Bone remodeling is essential for adult bone homeostasis. It comprises two phases: bone formation and resorption. The balance between the two phases is crucial for sustaining bone mass and systemic mineral homeostasis. This review highlights recent work on physiological bone remodeling and discusses our knowledge of how systemic and growth factors regulate this process.

FIGURE 1.

Physiological bone remodeling Bone remodeling follows coordination of distinct and sequential phases of the process. The remodeling cycle is composed of six sequential phases, namely, quiescence, activation, resorption, reversal, formation, and termination. Activation precedes resorption, which precedes reversal, with mineralization as the last step. The first stage of bone remodeling involves detection of an initiating remodeling signal, which has usually been described as resorption by osteoclasts. In the resorption phase, osteoblasts respond to signals generated by osteocytes or direct endocrine activation signals, recruiting osteoclast precursors to the remodeling site. The resorption phase is of limited duration depending on level of the stimuli responsible for osteoclast differentiation and activity. It is followed by the reversal phase that is characterized by disappearance of almost all osteoclasts. The formation phase is distinct by complete replacement of osteoclastic cells with osteoblastic cells. The termination signals of bone remodeling include the terminal differentiation of the osteoblast. The resting bone surface environment is maintained until the next wave of remodeling is initiated.

FIGURE 2.

Systemic and growth factor regulation of bone remodeling PTH induces differentiation of committed osteoblast precursors, induces RUNX2 expression in osteoblasts, increases osteoblast numbers, and extends osteoblast survival. PTH stimulates the proliferation and differentiation of osteoprogenitors to mature osteoblasts via IGF-1. Along with IGF-I, PTH induces RANKL and MCSF from mature osteoblasts to promote osteoclastogenesis. PTH elevates cAMP levels and inhibits Mef2-stimulated Sost promoter activity, leading to decreased expression of sclerostin and an elevated bone formation rate. 1,25(OH)₂D₃ stimulates osteoblastogenesis via differentiation of mesenchymal stem cells (MSCs) to osteoblasts.

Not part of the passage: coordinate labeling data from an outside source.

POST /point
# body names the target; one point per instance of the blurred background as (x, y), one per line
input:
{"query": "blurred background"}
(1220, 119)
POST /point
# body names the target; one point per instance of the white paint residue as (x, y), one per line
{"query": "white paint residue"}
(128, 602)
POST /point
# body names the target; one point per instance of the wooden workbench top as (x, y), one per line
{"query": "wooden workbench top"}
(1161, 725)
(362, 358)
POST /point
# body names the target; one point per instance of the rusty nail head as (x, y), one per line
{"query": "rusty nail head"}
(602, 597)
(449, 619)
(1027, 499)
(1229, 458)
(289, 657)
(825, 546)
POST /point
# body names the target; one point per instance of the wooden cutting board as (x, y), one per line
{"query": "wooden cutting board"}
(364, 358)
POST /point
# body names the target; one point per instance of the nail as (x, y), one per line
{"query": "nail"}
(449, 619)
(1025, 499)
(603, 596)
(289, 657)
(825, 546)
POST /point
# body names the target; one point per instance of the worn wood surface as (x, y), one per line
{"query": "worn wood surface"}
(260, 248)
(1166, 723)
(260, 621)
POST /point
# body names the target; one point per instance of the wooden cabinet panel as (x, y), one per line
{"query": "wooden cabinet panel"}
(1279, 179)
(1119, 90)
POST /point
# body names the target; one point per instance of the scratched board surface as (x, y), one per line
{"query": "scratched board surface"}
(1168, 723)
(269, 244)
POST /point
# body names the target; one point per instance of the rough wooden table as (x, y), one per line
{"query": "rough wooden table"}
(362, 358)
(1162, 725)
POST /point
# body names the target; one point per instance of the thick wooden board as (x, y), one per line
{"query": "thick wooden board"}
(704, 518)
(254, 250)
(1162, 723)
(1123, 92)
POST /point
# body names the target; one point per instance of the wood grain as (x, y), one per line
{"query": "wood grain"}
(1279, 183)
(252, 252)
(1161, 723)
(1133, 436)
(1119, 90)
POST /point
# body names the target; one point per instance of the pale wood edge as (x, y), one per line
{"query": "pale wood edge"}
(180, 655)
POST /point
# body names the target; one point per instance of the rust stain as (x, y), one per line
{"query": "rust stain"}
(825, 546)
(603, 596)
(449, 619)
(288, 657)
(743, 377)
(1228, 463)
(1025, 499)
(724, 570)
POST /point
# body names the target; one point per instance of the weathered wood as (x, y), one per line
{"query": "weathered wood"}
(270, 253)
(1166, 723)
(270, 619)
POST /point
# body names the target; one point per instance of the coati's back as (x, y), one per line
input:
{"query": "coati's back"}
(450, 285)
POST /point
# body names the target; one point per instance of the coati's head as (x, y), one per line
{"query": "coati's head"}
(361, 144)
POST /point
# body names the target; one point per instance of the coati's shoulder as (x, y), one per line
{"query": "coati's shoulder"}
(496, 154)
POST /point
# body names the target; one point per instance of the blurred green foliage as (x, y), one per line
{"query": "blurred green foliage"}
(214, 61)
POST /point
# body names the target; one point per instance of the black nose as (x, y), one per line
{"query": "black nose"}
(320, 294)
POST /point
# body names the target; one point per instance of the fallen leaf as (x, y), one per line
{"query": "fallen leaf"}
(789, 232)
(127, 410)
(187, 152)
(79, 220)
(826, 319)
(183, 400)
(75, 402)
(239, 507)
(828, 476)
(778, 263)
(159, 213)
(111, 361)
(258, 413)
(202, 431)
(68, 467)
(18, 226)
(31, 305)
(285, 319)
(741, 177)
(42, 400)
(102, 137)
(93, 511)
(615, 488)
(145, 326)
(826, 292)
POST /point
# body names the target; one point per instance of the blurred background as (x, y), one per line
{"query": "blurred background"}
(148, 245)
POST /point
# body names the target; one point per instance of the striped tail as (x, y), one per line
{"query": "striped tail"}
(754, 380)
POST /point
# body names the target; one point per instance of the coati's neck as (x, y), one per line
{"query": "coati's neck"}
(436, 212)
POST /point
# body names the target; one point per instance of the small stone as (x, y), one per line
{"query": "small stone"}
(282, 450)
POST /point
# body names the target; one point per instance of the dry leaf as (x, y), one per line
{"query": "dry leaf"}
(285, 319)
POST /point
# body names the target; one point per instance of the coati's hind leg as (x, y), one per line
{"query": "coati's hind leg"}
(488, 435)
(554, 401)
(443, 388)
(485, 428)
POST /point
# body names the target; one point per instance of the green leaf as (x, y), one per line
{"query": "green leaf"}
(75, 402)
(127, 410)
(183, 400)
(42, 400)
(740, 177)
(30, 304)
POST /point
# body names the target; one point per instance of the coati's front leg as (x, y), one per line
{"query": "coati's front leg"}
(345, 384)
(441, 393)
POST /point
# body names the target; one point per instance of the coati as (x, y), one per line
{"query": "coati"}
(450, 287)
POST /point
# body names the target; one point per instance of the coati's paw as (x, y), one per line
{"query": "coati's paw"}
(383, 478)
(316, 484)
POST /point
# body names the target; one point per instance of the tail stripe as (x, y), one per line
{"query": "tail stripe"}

Calcitonin increases osteoblast proliferation and suppresses bone resorption by inhibiting the activity of osteoclasts. Estrogen inhibits bone resorption by directly inducing apoptosis of the bone-resorbing osteoclasts. Androgens can also indirectly inhibit osteoclast activity and bone resorption via effects on osteoblasts/osteocytes and the RANKL/RANK/OPG system. Besides systemic hormonal regulation, other growth factors, such as IGFs, TGF-β, FGFs, EGF, WNTs, and BMPs, also play a significant role in regulation of physiological bone remodeling.